Moves by Airbnb Inc. to lower its cloud storage costs in the run-up to its December 2020 initial public offering have left it better prepared for the possibility of an economic downturn, the home-sharing company said. Analysts say its efforts offer a template to other companies looking to get spending under control as more IT shifts to the cloud.

The San Francisco company began investigating its cloud costs in 2019 in preparation for an IPO, said David Nagle, Airbnb’s director of cloud infrastructure, achieving savings of $63.5 million in 2020 over the prior year by closely monitoring its cloud usage, moving some of its data to lower-priced cloud services and working with Amazon.com Inc.’s cloud business, Amazon Web Services.

While Airbnb’s home-sharing business was severely affected by the Covid-19 pandemic, Mr. Nagle said the company’s cost-saving measures at the time—including cloud budgeting—prepared it for the current economic environment where its tech peers are laying off scores of workers or pausing hiring. A company spokesperson said it was able to cut cloud costs in 2020 by 27% compared with the year prior, and lowered its cost of revenue by 26% to $666.3 million, partly by revamping its cloud budget.

Airbnb Tuesday posted its most profitable quarter to date with $2.88 billion in revenue for the quarter ended Sept. 30.

Many companies that have shifted their enterprise-technology tools to the cloud in recent years are similarly seeking to reduce their cloud costs, especially in the market downturn. Corporate cloud spending will moderate from recent highs, analysts say, as companies seek more discipline in that spending.

Mr. Nagle said Airbnb early on formed a cost efficiency team, which now has about seven people, dedicated to watching cloud costs “like a hawk.”

That allowed the company to determine which cloud services it didn’t need, including S3 Glacier, one of Amazon’s highest-cost storage services. “That reduced a significant amount of our storage costs right off the bat,” Mr. Nagle said.

Airbnb, one of Amazon’s largest cloud customers according to Amazon, also worked with the cloud provider to figure out what it was overpaying for. For example, the company replaced its homegrown data backup system with Amazon’s service at a price that is “almost free,” he said.

Mr. Nagle said Amazon also created a flat network, or one in which all servers are connected to a single network to minimize cost and maintenance, for Airbnb. Such a network had never been established for a customer of Airbnb’s size, he said, and required Amazon to adjust every machine in its own data centers.

To be sure, Airbnb receives a special level of service from Amazon’s cloud, said Tracy Woo, a senior analyst covering cloud at market research firm Forrester Research Inc., but other businesses can still follow its lead. Cloud providers have a vested interest in helping their customers spend less because they know cloud purchases are a long-term commitment, said Jean Atelsek, a research analyst at S&P Global Market Intelligence. 

Shaown Nandi, a director of technology at Amazon Web Services who works with customers on their cloud budgets, said that companies of all sizes can almost immediately lower their bills by using its Savings Plans, where they pay a lower rate upfront for a certain amount of cloud usage over one or three years, rather than paying for those services as they use them.

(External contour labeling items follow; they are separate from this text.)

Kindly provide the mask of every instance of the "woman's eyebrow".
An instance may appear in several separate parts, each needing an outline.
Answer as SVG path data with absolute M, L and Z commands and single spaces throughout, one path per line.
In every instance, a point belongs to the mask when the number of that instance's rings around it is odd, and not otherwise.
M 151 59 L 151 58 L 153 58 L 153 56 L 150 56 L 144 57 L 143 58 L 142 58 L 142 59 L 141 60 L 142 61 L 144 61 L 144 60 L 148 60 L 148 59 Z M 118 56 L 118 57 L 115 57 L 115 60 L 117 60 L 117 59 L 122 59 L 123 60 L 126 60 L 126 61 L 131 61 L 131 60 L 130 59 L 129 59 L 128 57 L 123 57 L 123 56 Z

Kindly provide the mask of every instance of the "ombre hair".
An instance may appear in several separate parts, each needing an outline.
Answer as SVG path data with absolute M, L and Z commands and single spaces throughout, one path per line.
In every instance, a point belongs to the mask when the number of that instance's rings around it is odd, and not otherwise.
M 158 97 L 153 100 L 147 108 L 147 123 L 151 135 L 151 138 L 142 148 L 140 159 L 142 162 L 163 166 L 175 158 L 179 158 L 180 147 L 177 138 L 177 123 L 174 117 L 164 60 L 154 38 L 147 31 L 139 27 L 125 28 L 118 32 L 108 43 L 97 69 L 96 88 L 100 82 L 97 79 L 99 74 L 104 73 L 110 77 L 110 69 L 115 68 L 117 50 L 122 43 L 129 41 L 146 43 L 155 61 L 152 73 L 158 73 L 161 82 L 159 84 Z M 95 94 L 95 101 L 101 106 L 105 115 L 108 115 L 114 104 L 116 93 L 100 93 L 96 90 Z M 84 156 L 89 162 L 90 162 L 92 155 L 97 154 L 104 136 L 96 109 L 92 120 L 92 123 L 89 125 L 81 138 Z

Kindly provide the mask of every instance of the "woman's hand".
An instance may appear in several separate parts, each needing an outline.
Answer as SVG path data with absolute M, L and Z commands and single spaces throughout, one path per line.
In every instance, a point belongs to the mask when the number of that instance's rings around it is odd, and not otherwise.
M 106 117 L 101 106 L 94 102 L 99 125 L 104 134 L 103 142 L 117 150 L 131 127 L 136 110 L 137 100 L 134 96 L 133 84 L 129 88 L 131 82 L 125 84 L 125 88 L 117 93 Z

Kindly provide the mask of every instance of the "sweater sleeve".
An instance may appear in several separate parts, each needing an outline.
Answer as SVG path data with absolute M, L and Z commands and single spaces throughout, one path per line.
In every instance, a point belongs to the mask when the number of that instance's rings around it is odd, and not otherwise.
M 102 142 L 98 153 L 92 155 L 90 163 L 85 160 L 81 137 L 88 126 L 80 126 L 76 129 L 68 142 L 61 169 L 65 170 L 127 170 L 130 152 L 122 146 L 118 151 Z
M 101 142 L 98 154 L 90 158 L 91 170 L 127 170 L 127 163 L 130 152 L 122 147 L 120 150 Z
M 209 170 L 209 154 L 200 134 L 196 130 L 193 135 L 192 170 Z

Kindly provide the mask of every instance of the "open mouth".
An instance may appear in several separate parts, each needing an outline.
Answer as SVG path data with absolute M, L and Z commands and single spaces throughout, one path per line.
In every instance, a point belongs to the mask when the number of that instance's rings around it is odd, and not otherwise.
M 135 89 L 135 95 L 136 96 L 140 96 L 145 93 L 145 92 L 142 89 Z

For large customers, cloud providers like Amazon offer yearslong contracts in exchange for sometimes significant discounts, said Raj Bala, a vice president and analyst covering cloud at IT research and consulting firm Gartner Inc. While such contracts can commit a customer to millions of dollars in spending a year, it shouldn’t stop them from optimizing how those dollars are used, Mr. Bala said.

For example, Airbnb has a contract with an unspecified data hosting provider to spend at least $1.2 billion through 2027, according to its November 2020 initial public offering filing. Airbnb’s primary hosting provider is Amazon Web Services, its filing states.

By putting its spending toward lower-cost cloud services it uses more often, Airbnb is allocating its cloud budget “in a smarter way,” Mr. Bala said.